The Aluminium Plant Safety Blog offers our condolences to the deceased worker’s family, friends, and coworkers.

We were unfamiliar with the term “gimbals”. One of our industry contacts provided this definition “gimbals are part of the mechanism to have the rollers work.” Hopefully that is correct. Regardless, we make the assumption that the deceased worker failed to acknowledge that the gimbals could move, or had properly lock out tag out or safely isolated them and they still moved.

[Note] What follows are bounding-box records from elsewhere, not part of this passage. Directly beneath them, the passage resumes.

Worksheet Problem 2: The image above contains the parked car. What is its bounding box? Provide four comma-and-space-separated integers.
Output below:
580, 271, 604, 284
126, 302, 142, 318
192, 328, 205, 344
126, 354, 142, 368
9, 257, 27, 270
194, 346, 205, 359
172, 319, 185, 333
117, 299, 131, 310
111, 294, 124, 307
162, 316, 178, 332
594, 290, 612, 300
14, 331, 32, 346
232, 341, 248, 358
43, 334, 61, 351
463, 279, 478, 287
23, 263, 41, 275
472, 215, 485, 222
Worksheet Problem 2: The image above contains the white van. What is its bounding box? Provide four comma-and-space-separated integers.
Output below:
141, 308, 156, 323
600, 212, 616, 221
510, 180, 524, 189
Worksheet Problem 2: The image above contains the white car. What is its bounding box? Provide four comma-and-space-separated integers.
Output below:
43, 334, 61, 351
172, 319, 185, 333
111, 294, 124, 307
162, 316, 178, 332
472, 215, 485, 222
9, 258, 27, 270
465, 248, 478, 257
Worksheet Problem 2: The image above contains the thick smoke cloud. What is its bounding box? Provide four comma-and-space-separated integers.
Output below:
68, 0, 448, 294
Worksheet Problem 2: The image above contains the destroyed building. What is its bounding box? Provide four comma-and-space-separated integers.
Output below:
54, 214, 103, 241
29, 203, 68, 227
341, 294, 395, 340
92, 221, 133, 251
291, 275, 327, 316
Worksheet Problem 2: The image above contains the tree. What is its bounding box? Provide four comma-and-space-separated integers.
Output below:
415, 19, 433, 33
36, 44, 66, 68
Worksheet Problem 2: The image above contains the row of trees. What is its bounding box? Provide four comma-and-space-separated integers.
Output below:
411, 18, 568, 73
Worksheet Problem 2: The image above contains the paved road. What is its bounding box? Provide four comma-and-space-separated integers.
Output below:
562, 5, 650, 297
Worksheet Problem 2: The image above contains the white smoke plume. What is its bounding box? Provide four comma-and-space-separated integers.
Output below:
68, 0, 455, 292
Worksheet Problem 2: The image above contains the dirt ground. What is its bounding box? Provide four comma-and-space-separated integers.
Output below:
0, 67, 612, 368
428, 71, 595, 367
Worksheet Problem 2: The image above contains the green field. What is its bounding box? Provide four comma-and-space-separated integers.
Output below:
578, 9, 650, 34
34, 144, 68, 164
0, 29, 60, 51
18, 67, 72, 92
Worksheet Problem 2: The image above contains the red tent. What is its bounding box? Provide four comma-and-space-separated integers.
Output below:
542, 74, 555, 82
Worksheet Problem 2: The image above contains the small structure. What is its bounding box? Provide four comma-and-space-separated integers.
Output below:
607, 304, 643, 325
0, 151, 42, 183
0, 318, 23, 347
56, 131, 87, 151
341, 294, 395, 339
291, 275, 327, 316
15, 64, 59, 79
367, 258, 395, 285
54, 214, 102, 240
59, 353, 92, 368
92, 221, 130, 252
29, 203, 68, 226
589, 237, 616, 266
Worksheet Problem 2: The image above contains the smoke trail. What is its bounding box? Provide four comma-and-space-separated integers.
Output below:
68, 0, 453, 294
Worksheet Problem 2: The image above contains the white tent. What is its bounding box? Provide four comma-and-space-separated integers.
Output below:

In our experience we have observed incidents where a maintenance worker properly lock out tag out the machinery and still whatever potential energy somehow got released. The worker was killed. We know of numerous incidents where this has occurred. So in response we have been telling maintenance department managers that if they have equipment where they are locking out a hydraulic ram, machinery, etc. that could move and physically touch their workers to add one last stop gap measure. Insert some custom designed fabrication e.g., crane rail) that if all other measures fail this may allow the workers to escape. Please note, this idea of using a fabricated item to prevent the release of potential stored energy is not a replacement for the lock out tag out or safe isolation procedure. We tell managers that they need to inspect and enforce their current safe isolation procedures.

Not surprisingly we spoke to a few hundred maintenance workers and specifically mentioned an incident similar to this story. We hope to find out what was the root cause of this incident and will update this post accordingly.